PROJECT SUMMARY/ABSTRACT
Of an estimated 5.4 million older adults with Alzheimer’s Disease and Related Dementias (ADRD) in the
US, 67% reside in the community with unique and significant care needs. Medicare-funded Home Health (HH)
delivers skilled nursing, therapy, and personal care aide services in the patient’s home and is one of few
affordable and accessible options for home-based care among those with ADRD. Of the 3.4 million Medicare
beneficiaries who access HH each year, 31% have ADRD. HH patients with ADRD receive more intensive
care, yet are more likely to experience adverse outcomes including institutionalization and hospitalization.
Thus, there is critical need to develop tailored HH interventions to improve outcomes for patients with ADRD.
In 87% of HH episodes, clinicians report needing family caregiver assistance to implement the plan of care
and engaging/supporting family caregivers during HH contributes to improved care outcomes—including
reduced readmission risk and greater patient and family satisfaction. Family caregivers are a crucial resource
for those with ADRD, including during HH. However, there is currently a dearth of information regarding ADRD
family caregivers’ specific roles and support needs during HH. Analyses of ADRD caregiver involvement in
care delivery have focused on the ambulatory setting and hold limited applicability for HH due to this setting’s
unique payment and care delivery structures. Prior work examining caregiver activities and training needs
during HH did not specifically examine those with ADRD. HH patients with ADRD (and their caregivers) merit
targeted study given: the unique challenges of ADRD caregiving, ADRD patients’ higher risk for adverse HH
outcomes, and prior work indicating that caregivers are more likely to need training during HH if assisting a
patient with cognitive impairment.
The goal of this project is to describe ADRD caregivers’ role and training needs during HH, and to determine
how caregiver availability and capacity impact HH care delivery and outcomes for patients with ADRD.
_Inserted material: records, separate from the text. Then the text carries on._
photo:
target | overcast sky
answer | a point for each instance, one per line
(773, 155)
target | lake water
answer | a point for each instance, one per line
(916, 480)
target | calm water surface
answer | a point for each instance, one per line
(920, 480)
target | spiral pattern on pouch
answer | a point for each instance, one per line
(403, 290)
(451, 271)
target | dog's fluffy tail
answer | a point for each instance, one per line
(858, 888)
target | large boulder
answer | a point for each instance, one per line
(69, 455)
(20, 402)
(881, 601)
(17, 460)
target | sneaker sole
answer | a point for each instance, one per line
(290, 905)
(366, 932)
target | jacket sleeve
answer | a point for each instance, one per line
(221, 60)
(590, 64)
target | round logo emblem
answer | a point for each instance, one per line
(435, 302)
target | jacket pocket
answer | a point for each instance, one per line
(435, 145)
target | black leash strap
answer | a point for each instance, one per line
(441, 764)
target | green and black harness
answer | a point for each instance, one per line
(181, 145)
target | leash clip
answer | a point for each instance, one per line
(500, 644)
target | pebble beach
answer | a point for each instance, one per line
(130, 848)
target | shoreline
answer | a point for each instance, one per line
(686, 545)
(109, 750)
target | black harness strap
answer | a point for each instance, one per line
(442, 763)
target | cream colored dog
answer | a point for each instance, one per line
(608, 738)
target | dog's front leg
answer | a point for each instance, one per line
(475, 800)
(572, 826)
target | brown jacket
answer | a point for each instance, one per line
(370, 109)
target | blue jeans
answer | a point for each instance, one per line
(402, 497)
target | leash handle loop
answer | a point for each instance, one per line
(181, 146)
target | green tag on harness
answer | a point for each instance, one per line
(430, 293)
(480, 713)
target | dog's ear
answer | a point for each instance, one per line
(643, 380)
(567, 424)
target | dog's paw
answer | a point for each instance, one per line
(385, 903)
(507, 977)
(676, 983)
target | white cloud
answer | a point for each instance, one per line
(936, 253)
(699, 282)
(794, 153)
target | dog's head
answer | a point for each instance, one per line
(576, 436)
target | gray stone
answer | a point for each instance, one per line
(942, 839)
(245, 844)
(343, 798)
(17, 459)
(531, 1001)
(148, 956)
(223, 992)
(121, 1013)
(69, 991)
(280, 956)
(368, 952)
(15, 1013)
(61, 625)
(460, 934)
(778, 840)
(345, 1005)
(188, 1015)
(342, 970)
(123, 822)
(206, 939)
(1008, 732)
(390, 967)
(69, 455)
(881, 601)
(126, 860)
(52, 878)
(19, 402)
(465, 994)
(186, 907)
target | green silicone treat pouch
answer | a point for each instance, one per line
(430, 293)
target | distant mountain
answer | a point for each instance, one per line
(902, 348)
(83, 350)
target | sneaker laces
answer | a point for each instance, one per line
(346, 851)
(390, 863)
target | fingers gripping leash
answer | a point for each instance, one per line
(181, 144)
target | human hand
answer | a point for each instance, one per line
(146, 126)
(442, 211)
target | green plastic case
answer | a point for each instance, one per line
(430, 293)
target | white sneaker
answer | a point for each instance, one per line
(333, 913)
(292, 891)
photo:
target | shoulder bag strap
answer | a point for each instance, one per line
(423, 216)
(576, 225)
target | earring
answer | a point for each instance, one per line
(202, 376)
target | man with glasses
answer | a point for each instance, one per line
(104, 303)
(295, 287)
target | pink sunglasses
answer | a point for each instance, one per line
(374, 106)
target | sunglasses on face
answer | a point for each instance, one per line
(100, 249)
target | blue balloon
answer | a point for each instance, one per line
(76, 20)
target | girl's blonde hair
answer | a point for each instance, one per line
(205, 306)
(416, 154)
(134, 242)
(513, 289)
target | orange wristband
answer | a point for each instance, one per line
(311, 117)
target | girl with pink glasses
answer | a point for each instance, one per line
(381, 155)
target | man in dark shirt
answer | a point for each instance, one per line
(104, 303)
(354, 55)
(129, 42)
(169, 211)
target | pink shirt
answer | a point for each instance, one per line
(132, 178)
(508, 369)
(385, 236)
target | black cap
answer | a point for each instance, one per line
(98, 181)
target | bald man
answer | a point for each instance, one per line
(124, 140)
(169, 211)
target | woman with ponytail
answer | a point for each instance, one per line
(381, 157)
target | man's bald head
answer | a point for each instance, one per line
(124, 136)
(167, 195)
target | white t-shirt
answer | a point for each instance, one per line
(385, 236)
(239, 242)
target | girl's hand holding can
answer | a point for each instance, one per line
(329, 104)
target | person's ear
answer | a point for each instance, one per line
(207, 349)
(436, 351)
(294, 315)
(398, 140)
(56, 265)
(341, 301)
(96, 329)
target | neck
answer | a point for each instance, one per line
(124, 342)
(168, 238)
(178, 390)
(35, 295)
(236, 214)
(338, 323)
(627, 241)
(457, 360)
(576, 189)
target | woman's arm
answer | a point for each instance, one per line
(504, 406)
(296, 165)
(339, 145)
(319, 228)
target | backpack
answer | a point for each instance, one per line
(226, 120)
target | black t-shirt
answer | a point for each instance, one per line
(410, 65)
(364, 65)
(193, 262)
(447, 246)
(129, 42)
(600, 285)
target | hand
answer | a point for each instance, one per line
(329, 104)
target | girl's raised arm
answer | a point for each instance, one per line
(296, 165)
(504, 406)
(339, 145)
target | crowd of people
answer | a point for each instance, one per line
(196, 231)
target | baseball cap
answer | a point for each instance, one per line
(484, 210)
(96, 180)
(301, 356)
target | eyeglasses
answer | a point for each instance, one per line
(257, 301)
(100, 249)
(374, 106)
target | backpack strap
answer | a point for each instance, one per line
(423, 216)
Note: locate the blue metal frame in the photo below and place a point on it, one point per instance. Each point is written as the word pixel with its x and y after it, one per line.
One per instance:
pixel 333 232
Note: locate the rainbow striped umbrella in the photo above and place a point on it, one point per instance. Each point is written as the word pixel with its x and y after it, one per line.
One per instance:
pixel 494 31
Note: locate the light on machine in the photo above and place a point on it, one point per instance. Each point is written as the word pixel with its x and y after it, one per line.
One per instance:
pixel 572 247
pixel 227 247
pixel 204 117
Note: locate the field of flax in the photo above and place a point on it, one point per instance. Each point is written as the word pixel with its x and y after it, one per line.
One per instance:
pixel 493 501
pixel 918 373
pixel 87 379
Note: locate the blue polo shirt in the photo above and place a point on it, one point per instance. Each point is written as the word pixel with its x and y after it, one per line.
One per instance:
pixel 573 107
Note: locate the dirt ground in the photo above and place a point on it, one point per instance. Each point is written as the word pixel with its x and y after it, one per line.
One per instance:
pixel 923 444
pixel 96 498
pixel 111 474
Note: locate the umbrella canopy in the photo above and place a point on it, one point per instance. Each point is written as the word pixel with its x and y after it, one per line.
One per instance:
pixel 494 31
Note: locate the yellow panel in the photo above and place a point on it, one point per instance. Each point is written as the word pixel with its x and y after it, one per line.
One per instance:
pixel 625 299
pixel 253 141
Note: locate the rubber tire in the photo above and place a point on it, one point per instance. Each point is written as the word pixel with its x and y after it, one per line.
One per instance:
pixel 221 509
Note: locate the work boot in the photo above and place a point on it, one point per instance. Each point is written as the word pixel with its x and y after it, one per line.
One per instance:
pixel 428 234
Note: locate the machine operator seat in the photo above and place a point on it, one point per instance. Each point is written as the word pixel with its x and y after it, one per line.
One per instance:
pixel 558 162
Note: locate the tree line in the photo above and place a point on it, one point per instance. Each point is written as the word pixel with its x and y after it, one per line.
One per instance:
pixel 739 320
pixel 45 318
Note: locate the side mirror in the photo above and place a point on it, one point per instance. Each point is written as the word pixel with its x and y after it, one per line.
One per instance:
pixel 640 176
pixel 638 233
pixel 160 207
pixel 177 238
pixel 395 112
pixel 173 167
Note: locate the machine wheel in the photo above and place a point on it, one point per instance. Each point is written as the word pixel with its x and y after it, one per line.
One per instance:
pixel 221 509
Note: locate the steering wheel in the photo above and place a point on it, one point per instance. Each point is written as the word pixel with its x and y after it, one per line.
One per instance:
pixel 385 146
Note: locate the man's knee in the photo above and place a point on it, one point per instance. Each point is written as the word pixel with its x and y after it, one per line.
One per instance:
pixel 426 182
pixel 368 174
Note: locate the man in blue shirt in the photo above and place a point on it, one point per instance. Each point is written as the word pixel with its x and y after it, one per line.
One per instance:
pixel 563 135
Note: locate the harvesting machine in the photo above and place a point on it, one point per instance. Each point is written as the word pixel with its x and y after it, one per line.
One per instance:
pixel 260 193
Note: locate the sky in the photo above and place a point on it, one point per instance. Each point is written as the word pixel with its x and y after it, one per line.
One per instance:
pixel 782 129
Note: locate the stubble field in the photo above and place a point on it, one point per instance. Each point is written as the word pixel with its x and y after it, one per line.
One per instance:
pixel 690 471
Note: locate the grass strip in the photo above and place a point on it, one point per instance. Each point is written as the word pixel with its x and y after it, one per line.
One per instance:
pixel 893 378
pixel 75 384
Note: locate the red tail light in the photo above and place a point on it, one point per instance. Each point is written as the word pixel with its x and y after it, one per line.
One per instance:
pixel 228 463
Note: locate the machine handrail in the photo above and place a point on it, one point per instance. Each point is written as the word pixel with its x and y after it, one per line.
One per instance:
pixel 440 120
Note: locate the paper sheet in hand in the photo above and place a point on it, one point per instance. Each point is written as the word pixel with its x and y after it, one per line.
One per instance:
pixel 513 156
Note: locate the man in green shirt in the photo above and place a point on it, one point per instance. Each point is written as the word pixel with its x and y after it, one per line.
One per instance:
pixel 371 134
Availability refers to caregivers’ willingness to assist and how often they are present in the home. Capacity
refers to caregivers’ identified training needs related to specific caregiving activities. We will use a national
sample of Medicare beneficiaries with diagnosed ADRD (determined via Medicare claims) who received HH in
2018. We will analyze linked HH patient assessment, Medicare claims, and HH agency administrative data for
this sample to 1) characterize caregiver involvement (including types of assistance provided, availability, and
capacity) during HH; 2) determine the impact of caregiver availability and capacity on HH care delivery for
patients with ADRD; and 3) assess the impact of caregiver availability and capacity on HH outcomes for
patients with ADRD. Findings will provide novel foundational evidence regarding ADRD caregivers’ role and
support needs during HH, informing the development of targeted interventions to improve care for HH patients
with ADRD by better engaging and supporting their family caregivers.